Posted 2015-04-16T15:22:01+0000  by Pat_HD_ATL
I wouldn't worry about a little fizzing with the bleach, it's probably just reacting with something.  Make sure you're diluting it in water first, not pouring it in straight.  It may take a couple of applications to kill whatever nasties and then regular applications (maybe monthly) after that.

Drain problems in older homes are common and it can be difficult to pinpoint the source of the trouble.  The only surefire way is to scope the lines.  A plumber can run a camera down an see exactly what's going on, but it is a little expensive.  If you have problems with tree roots getting into the line, then you may need regular maintenance (or replacement).

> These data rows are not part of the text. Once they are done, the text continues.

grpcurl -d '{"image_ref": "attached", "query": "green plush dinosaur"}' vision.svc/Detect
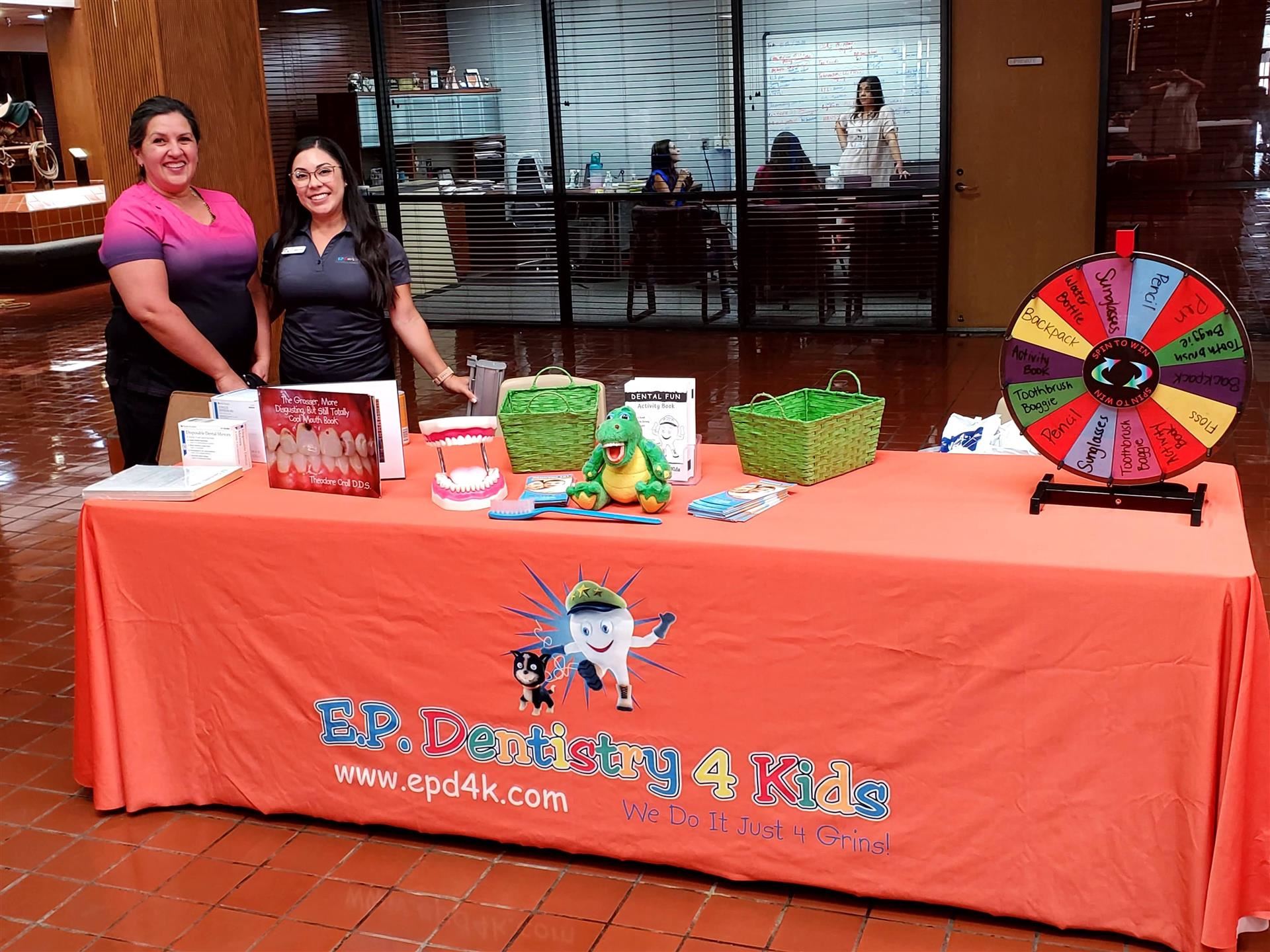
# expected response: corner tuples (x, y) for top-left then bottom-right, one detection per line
(568, 406), (671, 513)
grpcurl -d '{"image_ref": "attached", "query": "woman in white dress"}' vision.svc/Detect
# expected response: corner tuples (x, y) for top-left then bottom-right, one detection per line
(833, 76), (908, 188)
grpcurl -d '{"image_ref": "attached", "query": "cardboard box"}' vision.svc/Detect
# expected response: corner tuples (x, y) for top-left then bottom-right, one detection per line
(177, 416), (251, 469)
(626, 377), (697, 484)
(211, 387), (264, 463)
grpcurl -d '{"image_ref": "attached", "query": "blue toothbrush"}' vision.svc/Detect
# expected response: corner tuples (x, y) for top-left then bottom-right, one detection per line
(489, 499), (661, 526)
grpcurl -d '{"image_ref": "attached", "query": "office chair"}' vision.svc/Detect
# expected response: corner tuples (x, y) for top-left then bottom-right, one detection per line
(626, 204), (728, 324)
(507, 153), (555, 270)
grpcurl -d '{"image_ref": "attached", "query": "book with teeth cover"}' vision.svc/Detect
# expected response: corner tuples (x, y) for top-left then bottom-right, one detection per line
(261, 387), (380, 499)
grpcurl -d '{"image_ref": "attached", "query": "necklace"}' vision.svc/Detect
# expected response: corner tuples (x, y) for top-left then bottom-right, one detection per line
(146, 182), (216, 225)
(189, 185), (216, 225)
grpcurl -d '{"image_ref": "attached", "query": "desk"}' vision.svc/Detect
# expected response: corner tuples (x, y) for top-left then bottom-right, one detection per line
(75, 440), (1270, 949)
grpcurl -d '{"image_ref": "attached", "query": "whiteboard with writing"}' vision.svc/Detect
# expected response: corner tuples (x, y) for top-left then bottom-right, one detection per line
(763, 22), (940, 165)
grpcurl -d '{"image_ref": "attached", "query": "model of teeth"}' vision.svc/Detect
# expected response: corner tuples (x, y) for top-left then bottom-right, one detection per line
(419, 416), (507, 512)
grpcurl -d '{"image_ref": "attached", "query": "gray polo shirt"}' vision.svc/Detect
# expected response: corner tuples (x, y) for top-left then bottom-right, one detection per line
(264, 227), (410, 383)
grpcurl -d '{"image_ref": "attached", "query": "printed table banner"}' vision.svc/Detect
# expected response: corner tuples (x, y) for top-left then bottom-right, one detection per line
(75, 446), (1270, 949)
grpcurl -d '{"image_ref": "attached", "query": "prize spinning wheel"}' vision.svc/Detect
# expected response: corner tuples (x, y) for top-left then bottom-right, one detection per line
(1001, 242), (1251, 486)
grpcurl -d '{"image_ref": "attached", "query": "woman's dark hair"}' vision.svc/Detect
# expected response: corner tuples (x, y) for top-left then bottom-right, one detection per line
(128, 97), (203, 182)
(264, 136), (392, 309)
(767, 132), (816, 182)
(649, 138), (675, 177)
(856, 76), (886, 113)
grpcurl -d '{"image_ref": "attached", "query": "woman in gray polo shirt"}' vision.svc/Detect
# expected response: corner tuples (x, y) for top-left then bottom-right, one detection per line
(262, 136), (476, 401)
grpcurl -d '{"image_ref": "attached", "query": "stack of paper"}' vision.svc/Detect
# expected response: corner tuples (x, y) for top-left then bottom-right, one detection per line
(689, 480), (792, 522)
(84, 466), (243, 502)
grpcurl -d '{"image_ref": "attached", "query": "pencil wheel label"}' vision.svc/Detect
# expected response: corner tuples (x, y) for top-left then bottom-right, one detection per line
(1001, 253), (1252, 485)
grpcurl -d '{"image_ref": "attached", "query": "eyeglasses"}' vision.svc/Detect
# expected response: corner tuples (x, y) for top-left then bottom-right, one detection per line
(291, 165), (335, 185)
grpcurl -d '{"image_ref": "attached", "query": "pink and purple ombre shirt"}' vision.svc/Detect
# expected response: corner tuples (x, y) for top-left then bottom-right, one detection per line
(98, 182), (257, 396)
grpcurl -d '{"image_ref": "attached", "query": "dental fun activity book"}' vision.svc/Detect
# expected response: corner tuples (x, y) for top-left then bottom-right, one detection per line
(261, 387), (380, 499)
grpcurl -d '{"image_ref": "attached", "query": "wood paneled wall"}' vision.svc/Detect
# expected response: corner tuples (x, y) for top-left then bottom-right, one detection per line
(46, 0), (278, 243)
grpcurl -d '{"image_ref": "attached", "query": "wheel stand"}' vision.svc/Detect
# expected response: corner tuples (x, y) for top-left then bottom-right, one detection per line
(1027, 472), (1208, 526)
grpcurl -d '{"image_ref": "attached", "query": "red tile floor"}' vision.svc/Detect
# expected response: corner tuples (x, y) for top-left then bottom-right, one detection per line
(0, 287), (1270, 952)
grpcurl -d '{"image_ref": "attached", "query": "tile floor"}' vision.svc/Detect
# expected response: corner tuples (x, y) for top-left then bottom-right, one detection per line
(0, 287), (1270, 952)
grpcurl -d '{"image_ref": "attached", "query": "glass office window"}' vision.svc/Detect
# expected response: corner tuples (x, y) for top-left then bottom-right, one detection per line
(1100, 0), (1270, 333)
(373, 0), (560, 323)
(744, 0), (943, 326)
(258, 0), (944, 327)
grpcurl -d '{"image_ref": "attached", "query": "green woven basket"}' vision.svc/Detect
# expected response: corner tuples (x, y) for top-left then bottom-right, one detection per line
(728, 371), (886, 486)
(498, 367), (599, 472)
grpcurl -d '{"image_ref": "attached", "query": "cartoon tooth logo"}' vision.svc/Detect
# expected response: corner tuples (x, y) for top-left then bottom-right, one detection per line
(565, 581), (675, 711)
(505, 565), (678, 711)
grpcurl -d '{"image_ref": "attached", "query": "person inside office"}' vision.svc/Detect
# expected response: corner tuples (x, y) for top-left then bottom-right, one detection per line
(262, 136), (476, 403)
(833, 76), (908, 188)
(644, 138), (737, 305)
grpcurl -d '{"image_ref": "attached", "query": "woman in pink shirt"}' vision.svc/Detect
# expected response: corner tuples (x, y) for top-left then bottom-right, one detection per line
(99, 97), (269, 466)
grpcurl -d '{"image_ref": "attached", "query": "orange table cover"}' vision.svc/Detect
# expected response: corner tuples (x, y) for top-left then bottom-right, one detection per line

We have an older home too and have had some troubles with the sewer line.  As Pat said, make sure you're using lint traps for your washing machine.  Never flush anything but toilet paper, including any items that are advertised to be "flushable" like personal wipes or feminine hygiene products.  No cooking grease down the drain either.

You might consider hooking up a garden hose and really flushing the floor drain on a regular basis (1-2 months).  Run the water full blast for 5-10 minutes.
Posted 2015-04-19T12:59:17+0000  by Adam444
After your drains are open, jtodaro, add a few ounces of ZEP Drain Care each month.

This enzymatic product work to remove build up and will not damage drains, toilets, or septic tanks.